Assassinat légal, crime prémédité, meurtre judiciaire, vendetta politique : toutes ces formules indignées, lancées par les fidèles et les avocats d'Ali Bhutto après sa pendaison, contiennent leur part de vérité. L'exécution de la plus brillante personnalité pakistanaise fut un peu tout cela. Le légalisme chatouilleux de la procédure, qui a permis aux magistrats de sauver les formes, et certaines hésitations du pouvoir, d'ailleurs vite surmontées, ont fait durer le calvaire d'Ali Bhutto pendant vingt mois. Jusqu'au bout, le pouvoir militaire, niant l'évidence, a considéré qu'il s'agissait d'une vulgaire affaire de « droit commun ».

Ali Bhutto était accusé d'avoir ordonné, en novembre 1974, l'assassinat de l'un de ses plus virulents adversaires politiques, Raza Kasuri ; la voiture de ce dernier fut criblée de balles lors d'une fusillade et le père de Raza Kasuri fut tué (Journal de l'année 1977-78). Emprisonné en septembre 1977, condamné à mort en mars 1978, il protesta jusqu'au bout de son innocence. Le 6 février 1979, la Cour suprême du Pakistan confirme la condamnation à mort de l'ancien Premier ministre. Légalement, Ali Bhutto peut demander sa grâce au général Zia Ul Haq, administrateur de la loi martiale et chef de la junte qui règne à Islamabad. Mais il a fait savoir depuis longtemps déjà qu'il ne « s'abaisserait jamais » à une telle démarche auprès de celui qu'il tient pour un usurpateur.

Après un nouvel appel interjeté auprès de la Cour, celle-ci refuse de réviser son jugement. Toutefois, elle invite implicitement le général Zia à commuer la peine en détention à perpétuité. Celui-ci ayant affirmé à maintes reprises qu'il prendrait en compte les recommandations de la plus haute juridiction du pays, l'espoir renaît parmi les proches d'Ali Bhutto. Mais il fait place bientôt à l'incertitude, puis à l'anxiété. Car, le 3 avril, la femme et la fille de l'ancien Premier ministre sont invitées à lui rendre une « dernière visite ». Le lendemain matin, il est pendu.

Irrégularités

Sur le plan judiciaire, l'affaire Bhutto a été entachée d'irrégularités flagrantes. L'accusation reposait sur les déclarations tardives d'un ancien commandant des forces de sécurité, qui, arrêté le lendemain de la chute d'Ali Bhutto, fut relâché après avoir « spontanément » adressé aux nouvelles autorités un mémoire accusant l'ancien Premier ministre. Le président de la Cour, connu pour son hostilité farouche à l'égard de l'accusé, ne pouvait être considéré comme neutre. Le jugement, acquis à une seule voix de majorité, n'a été rendu que par sept magistrats sur neuf. L'un des juges, réputé pour son indépendance et ayant atteint la limite d'âge, n'avait pas vu son mandat prolongé jusqu'à la fin de l'examen de l'affaire.

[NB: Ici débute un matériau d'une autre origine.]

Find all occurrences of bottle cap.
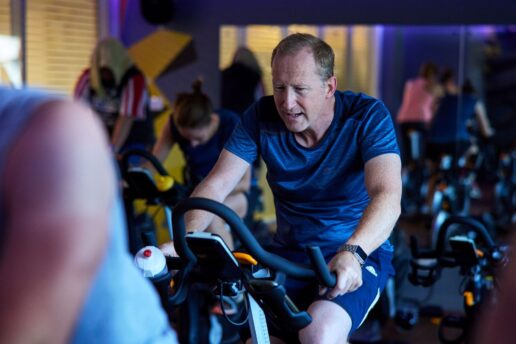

En vérité, les autorités militaires ont, tout au long de cette affaire, poursuivi un double objectif : éliminer à jamais une personnalité qui, même du fond de sa cellule, leur portait ombrage ; briser sa formation politique, le Parti populaire pakistanais, qui, a deux reprises, en 1970 et 1977, avait enlevé, avec une nette majorité, les élections législatives. La mise en accusation d'Ali Bhutto s'accompagna d'ailleurs d'une série de mesures répressives purement arbitraires : arrestations de milliers de militants du PPP ; disqualification de parlementaires ; censure imposée aux publications de ce parti ; incarcération de journalistes progressistes ou seulement libéraux.

Rarement condamné à mort aura bénéficié d'un mouvement de sympathie aussi unanime de la part de l'opinion mondiale. Les dirigeants du monde entier — de Tito à Sadate, de Brejnev à Carter, de Kadhafi à Hua Guofeng — sont intervenus, souvent de façon pressante, pour sauver Ali Bhutto. Valéry Giscard d'Estaing a adressé plusieurs messages aux maîtres d'Islamabad. Les États-Unis et l'Arabie Saoudite (bailleurs de fonds du Pakistan) n'ont pas été entendus. Le général Zia, officier cynique et insensible, se contenta de « dénoncer le syndicat des hommes politiques étrangers ». Ali Bhutto n'est-il pas plus dangereux, pour le régime, mort que vivant ? La réponse appartient largement aux dizaines de milliers de Pakistanais anonymes qui, depuis avril 1979, lui rendent hommage sur sa tombe.